They were right to predict a wind of change, but it came in the form of an unprecedented experiment in the art of listening. In the last few months, Terry Tempest Williams, a writer in residence at the University of Wyoming, has taken her students on the road to conduct what she calls “weather reports” in small communities. Addressing packed rooms, Ms. Williams turns the microphone over to the people of Wyoming — a stoical populace whose habitual stance against something they don’t like is a tight lip. Astonishingly, they have opened up, voicing their concerns over the rapidity and scale of the oil and gas development.

“One day, I fear I will wake up and all that will be left of Wyoming is a hole in the ground,” one resident of the southern Greater Yellowstone Ecosystem said.

Oil executives have pushed back. One oilman, State Senator Kit Jennings, took the microphone in Casper and declared that Ms. Williams had demonized the oil companies. He rejected her contention in a local newspaper article that the energy boom had helped drive up the use of crystal methamphetamine in the region and announced that he had demanded that she be fired from the university for her criticism of the industry.

Oil and gas are accustomed to dominating the debate. But Ms. Williams’s forums have created an opportunity for grass-roots rebuttal.
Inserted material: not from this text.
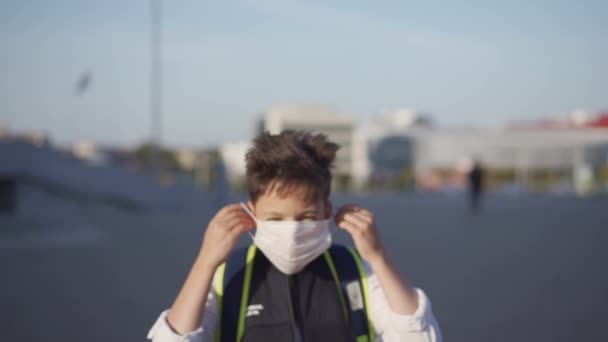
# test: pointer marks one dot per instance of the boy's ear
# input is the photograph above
(329, 209)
Residents, who have so far been cowed by the enormous tax contributions that energy companies make to the state’s coffers, are upholding values not counted in dollars. “My hope is that with our backs against the wall we will finally speak up,” another weather reports participant said.

Maybe Wyomingites, justifiably proud of their roughneck heritage and anxious to keep the oil field work, have realized that this boom isn’t going away soon, and they’d like a little of Wyoming left when the oil companies move back to Texas. “We’re Mother Nature’s bodyguards,” a billboard sponsored by Sportsmen for the Wyoming Range warns. “And yes, we are heavily armed.”